Camp storyteller Chuck Stead spins us a tale of holiday mishap
It was not clear just who was responsible for the destruction of Grandma Kiely’s antique tree ornaments, but I was certainly involved.
Every year the half-dozen antique, glass ornaments handed down from my mother’s mother were the last things put on our tree. My mom, Tessie, hung them only after studying the decorated tree for some time. She told us she placed them according to how her mother used to hang them. We had a few other Kiely ornaments but these were the special ones. I thought they were the ugliest things I had ever seen.
We had not inherited any ornaments from the Stead side of the family. Steads were not much for dainty, elaborate decorations. They decorated their trees with unbreakable wood and plastic ones. Mom’s family was Irish Catholic, and they took Christmas seriously. Tessie was very solemn about her six Kiely ornaments…very.

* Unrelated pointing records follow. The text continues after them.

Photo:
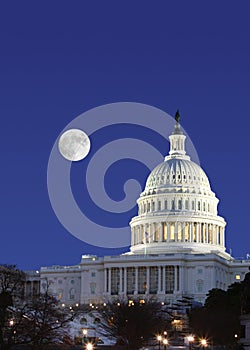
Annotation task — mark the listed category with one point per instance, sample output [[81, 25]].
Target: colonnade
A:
[[198, 232], [142, 280]]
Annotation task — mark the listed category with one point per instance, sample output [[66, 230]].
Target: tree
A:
[[135, 323], [11, 294], [42, 321], [219, 319]]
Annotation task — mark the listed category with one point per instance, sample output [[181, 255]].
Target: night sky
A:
[[60, 59]]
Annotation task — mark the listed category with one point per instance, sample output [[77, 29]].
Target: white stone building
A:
[[177, 243]]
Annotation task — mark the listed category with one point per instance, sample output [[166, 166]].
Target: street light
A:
[[165, 343], [190, 339], [203, 343], [89, 346], [84, 333], [159, 338]]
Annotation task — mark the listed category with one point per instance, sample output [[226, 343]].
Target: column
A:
[[147, 280], [120, 281], [183, 231], [159, 280], [132, 237], [175, 279], [168, 231], [136, 280], [161, 232], [191, 232], [207, 238], [176, 231], [109, 280], [105, 280], [125, 281], [163, 279]]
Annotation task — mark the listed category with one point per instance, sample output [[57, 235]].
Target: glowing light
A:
[[89, 346]]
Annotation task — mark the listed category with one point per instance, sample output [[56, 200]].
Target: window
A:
[[92, 288], [173, 205], [72, 294], [169, 279], [153, 279], [199, 285], [142, 284], [83, 320], [115, 280], [130, 280], [159, 205], [59, 294]]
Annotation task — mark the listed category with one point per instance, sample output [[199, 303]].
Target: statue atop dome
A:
[[177, 116]]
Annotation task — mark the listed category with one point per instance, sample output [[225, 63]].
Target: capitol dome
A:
[[174, 173], [177, 211]]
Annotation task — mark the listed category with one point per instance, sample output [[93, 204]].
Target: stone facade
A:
[[177, 243]]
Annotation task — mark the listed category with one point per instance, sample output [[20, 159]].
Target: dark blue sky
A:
[[59, 59]]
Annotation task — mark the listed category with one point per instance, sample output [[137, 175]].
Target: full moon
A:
[[74, 145]]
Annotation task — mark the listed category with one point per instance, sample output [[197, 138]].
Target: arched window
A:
[[153, 206], [83, 320], [72, 293], [159, 205], [173, 205], [199, 285], [179, 204], [59, 294]]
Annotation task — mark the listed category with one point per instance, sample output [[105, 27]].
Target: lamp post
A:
[[159, 338], [203, 343], [165, 343], [84, 333], [89, 346], [190, 339]]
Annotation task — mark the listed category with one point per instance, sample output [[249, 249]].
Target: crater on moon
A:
[[74, 145]]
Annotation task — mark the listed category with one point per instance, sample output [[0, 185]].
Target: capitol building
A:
[[177, 243]]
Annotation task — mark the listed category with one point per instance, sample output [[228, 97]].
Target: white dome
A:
[[175, 173], [177, 210]]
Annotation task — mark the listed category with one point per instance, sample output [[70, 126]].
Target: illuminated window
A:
[[199, 285], [72, 294], [59, 294], [173, 205], [172, 231], [92, 288]]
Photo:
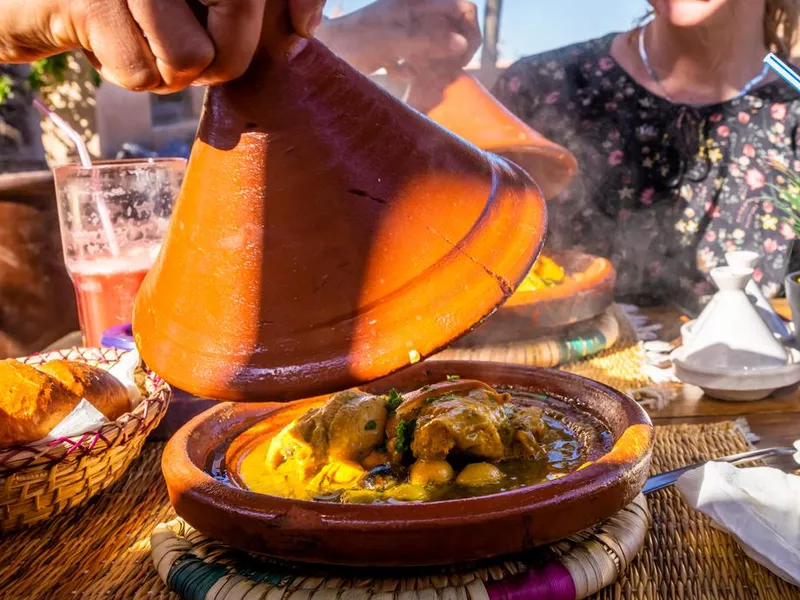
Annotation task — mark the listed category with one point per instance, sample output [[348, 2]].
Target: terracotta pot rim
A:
[[102, 165], [592, 478]]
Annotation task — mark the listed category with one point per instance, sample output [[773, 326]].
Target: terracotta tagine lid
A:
[[458, 102], [326, 234]]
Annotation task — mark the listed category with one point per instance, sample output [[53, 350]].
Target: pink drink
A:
[[106, 289], [113, 217]]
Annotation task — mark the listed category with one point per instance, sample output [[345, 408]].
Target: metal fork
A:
[[663, 480]]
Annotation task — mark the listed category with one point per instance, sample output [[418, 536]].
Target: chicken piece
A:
[[522, 431], [348, 427], [401, 425], [466, 424], [289, 445]]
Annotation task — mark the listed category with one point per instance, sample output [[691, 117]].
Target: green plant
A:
[[786, 195], [43, 73]]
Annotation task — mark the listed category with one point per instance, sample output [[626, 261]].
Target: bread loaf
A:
[[33, 400]]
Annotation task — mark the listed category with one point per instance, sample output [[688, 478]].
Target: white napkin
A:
[[759, 506], [124, 370], [85, 417]]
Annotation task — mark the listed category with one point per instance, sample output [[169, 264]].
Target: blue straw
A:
[[787, 73]]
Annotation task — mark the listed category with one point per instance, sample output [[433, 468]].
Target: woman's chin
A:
[[691, 13]]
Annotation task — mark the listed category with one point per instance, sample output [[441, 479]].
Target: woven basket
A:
[[41, 480]]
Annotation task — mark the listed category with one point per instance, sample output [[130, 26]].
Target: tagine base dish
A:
[[197, 567], [735, 385], [411, 534], [586, 292]]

When the incident happened Walt and Tessie were in the kitchen. Walt was pounding bread dough for our annual holiday breakfast and Tessie was trying to find Christmas music on our RCA radio. She slowly dialed the knob searching for the NBC station but all she could find on the Nabisco Broadcast was a discussion about Cuba. She complained, “Who cares about Cuba?”
Walt said, “Cubans.”
In the living room I stood sucking on a chunk of Tessie’s Christmas Fudge. My older sisters Muffin and Terry were arguing about the Sandy Becker Christmas Special. It was a televised puppet show. In those pre-muppet days puppets were hand-carved wooden figures, and every character in Sandy Becker’s Scrooge story was specially made. Terry loved the puppetry and she mimicked the voices used in the show. Muffin (who was older and questioned everything) was telling Terry that the Sandy Becker version had made a mockery of the Dickens classic. Terry countered that Muffin lacked true Christmas spirit, to which Muffin countered that the holiday was an excuse for marketing junk. Their voices rose in anger and Tessie kept calling from the kitchen, “That’s enough girls!” Then Terry, in an effort to change the subject, looked at me and observed the wet fudge dripping from my lips.
She said, “Disgusting! You’re a pig!”
Now the truth was I had been drinking Walt’s home-made root beer and I was seriously carbonated with soda. Having devoured three chunks of rich fudge I was ripe for a deeply flavored taste return. Staring at Terry I was struck with the sensation of a warm bubble working up from the depth of my belly. The burp was one of my best. Terry caught it in the face. She screamed and shoved me with both hands, but I caught her by the elbows and we crashed into Muffin, and then all three of us toppled into the decorated Christmas tree.
The only things that broke were the six Kiely tree ornaments. After we put everything back together Walt carefully swept up the shattered glass ornament fragments and dumped them into a single, white business envelope. Later that night he used his hatchet to chop open a piece of frozen back yard. Tessie placed the envelope carefully into the hole and Walt covered it over with frozen ground, the final resting place of the six Kiely tree ornaments.